Когда Прусова шла в город, ей думалось, что все будет по-иному. Петро сразу же загорится ее пламенной идеей, сам предложит свои услуги, бесстрашно начнет создавать подпольные группы. Кто же будет создавать, если не он, механик, рабочий человек, которому советская власть дала все права. Полину, его жену, Прусова собиралась использовать для работы среди женщин. Когда-то Полина работала на трикотажной фабрике, бегала в красном платочке, а на демонстрациях шла в колонне в фирменном трикотажном костюме. Собственный домик, огород, садик, дети оторвали ее от рабочей семьи. Но должна ведь была остаться в женщине рабочая, пролетарская гордость.

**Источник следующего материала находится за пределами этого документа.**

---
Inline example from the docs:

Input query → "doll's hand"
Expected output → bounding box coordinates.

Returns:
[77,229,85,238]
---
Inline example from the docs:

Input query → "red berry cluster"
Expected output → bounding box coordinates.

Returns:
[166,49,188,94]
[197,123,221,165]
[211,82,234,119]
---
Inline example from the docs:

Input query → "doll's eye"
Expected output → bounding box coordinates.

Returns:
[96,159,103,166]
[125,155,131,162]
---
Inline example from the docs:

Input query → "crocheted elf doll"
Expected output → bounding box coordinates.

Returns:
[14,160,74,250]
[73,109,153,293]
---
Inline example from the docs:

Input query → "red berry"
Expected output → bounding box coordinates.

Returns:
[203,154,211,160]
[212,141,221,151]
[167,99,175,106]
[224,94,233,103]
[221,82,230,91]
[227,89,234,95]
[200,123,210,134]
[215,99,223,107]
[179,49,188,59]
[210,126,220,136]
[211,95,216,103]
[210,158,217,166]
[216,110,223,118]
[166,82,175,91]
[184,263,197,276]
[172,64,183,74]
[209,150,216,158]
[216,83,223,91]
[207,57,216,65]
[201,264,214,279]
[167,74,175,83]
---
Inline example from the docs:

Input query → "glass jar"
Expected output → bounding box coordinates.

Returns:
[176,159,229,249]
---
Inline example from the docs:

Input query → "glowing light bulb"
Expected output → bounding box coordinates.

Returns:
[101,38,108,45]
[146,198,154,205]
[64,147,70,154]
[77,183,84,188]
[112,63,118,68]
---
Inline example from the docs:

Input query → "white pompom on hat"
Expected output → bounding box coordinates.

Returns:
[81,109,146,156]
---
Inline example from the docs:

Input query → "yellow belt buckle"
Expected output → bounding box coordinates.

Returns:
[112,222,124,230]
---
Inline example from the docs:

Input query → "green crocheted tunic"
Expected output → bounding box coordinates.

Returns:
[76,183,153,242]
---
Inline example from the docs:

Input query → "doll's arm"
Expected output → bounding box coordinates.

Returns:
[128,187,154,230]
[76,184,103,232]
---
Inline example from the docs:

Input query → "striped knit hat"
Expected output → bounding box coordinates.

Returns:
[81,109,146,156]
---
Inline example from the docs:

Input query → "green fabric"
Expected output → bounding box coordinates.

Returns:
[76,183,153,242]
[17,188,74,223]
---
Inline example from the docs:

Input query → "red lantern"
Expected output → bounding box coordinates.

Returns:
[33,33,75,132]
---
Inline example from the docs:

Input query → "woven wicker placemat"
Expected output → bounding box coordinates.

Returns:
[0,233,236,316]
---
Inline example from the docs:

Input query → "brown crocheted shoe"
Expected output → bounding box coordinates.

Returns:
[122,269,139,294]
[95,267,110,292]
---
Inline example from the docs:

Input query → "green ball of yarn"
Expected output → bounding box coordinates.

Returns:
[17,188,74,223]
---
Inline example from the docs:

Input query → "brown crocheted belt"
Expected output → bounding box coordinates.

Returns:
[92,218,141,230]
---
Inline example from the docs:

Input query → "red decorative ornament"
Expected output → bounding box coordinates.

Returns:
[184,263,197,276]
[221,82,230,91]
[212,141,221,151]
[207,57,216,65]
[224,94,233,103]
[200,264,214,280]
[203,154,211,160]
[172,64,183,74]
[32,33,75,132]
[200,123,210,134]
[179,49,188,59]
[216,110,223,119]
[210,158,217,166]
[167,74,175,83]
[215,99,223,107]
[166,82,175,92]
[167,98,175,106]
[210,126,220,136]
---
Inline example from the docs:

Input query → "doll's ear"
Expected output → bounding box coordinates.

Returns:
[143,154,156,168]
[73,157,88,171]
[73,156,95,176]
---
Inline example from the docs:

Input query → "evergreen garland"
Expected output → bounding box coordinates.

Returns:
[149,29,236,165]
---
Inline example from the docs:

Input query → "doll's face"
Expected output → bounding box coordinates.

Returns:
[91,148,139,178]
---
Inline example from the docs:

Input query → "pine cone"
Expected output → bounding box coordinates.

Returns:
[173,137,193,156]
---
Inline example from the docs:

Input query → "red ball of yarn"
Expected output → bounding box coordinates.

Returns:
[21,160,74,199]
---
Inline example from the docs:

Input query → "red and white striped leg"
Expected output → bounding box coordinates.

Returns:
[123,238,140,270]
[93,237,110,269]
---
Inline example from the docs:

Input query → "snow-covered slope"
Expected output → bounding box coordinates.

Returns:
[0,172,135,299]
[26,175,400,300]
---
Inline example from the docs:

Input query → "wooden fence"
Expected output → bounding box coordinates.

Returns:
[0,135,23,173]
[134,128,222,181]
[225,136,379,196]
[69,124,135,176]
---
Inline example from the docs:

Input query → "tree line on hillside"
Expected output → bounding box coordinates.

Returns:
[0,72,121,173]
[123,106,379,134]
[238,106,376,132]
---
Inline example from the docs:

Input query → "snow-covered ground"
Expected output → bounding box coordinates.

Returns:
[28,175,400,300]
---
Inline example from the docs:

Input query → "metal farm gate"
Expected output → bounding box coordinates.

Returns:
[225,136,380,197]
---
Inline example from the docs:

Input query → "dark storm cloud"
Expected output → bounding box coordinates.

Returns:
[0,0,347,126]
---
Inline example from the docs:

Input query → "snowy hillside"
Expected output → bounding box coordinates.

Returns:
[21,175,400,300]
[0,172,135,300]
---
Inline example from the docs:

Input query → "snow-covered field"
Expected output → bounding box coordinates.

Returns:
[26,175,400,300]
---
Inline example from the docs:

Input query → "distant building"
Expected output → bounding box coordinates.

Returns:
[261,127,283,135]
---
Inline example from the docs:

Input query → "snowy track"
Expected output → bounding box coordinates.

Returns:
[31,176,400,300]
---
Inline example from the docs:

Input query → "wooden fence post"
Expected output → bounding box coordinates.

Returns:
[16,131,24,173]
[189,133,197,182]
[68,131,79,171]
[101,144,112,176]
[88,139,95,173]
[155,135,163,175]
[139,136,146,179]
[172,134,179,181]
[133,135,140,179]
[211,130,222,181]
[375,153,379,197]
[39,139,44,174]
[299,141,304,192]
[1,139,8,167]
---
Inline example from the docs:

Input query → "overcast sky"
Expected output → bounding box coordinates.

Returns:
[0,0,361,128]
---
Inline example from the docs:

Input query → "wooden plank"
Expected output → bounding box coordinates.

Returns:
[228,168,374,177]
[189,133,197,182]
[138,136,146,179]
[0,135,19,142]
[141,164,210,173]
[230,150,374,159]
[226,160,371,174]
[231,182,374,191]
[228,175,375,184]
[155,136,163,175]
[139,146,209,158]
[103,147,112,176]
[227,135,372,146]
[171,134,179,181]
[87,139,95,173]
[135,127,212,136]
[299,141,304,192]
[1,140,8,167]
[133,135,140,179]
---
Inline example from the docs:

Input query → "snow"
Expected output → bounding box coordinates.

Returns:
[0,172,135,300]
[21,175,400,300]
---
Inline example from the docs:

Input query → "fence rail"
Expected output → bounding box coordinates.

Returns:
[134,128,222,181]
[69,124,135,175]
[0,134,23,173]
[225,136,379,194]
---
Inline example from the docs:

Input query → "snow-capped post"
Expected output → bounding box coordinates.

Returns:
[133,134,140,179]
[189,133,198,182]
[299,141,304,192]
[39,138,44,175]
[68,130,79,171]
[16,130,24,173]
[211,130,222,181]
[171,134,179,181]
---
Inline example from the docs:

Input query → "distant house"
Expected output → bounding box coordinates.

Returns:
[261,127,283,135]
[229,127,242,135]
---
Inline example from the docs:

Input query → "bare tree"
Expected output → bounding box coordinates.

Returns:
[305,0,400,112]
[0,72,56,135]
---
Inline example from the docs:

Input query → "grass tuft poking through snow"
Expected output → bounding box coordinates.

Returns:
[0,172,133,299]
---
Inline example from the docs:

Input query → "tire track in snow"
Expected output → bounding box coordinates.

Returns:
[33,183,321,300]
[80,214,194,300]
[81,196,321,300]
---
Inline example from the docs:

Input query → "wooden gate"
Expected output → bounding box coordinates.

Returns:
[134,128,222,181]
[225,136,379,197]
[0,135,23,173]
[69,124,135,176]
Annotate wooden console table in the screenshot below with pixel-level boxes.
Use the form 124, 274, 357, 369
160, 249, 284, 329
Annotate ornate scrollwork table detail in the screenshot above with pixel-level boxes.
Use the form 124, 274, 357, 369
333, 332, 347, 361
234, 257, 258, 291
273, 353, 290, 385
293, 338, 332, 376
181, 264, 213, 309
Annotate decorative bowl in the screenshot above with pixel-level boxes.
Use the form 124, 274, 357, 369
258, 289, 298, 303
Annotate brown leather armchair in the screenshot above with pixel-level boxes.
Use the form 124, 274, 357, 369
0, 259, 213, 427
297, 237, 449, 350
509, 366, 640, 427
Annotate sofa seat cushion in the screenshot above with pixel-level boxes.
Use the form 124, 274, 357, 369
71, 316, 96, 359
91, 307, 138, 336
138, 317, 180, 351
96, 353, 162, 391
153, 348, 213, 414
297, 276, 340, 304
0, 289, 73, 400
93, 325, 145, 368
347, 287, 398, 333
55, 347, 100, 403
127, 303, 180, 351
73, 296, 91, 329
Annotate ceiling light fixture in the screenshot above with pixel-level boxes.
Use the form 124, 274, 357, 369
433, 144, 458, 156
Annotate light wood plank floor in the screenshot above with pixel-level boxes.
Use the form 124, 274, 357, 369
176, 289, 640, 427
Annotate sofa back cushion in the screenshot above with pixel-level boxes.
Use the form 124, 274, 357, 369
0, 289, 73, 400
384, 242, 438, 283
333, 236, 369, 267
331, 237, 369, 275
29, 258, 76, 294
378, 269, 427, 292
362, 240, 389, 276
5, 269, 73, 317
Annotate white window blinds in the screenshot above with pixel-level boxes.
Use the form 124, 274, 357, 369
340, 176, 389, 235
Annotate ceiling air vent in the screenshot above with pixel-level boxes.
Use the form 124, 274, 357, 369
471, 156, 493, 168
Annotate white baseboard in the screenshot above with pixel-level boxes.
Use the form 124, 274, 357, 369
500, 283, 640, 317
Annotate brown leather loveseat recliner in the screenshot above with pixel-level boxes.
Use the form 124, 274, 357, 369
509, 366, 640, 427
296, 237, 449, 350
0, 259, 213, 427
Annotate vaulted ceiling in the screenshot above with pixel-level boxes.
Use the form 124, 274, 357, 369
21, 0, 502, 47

Теперь Прусова, послушав эту нудную ссору, почему-то боялась начинать разговор. Было бы куда, кажется, убежала бы отсюда. Нашла бы таких людей, чьи мысли и вся сила ненависти сосредоточены только на одном — на борьбе с немцами. Перебирая в памяти своих знакомых, Прусова неожиданно подумала, что друзей у нее немного, и те отступили с Красной Армией. Может, и остались где-нибудь незнакомые друзья, единомышленники, но попробуй найди их...
Полина собиралась на барахолку. Запихивала за пазуху маленькие пакетики с сахарином, какие-то медикаменты, вероятно награбленные в аптеках, когда горел город. В сумку положила несколько пачек махорки, спички.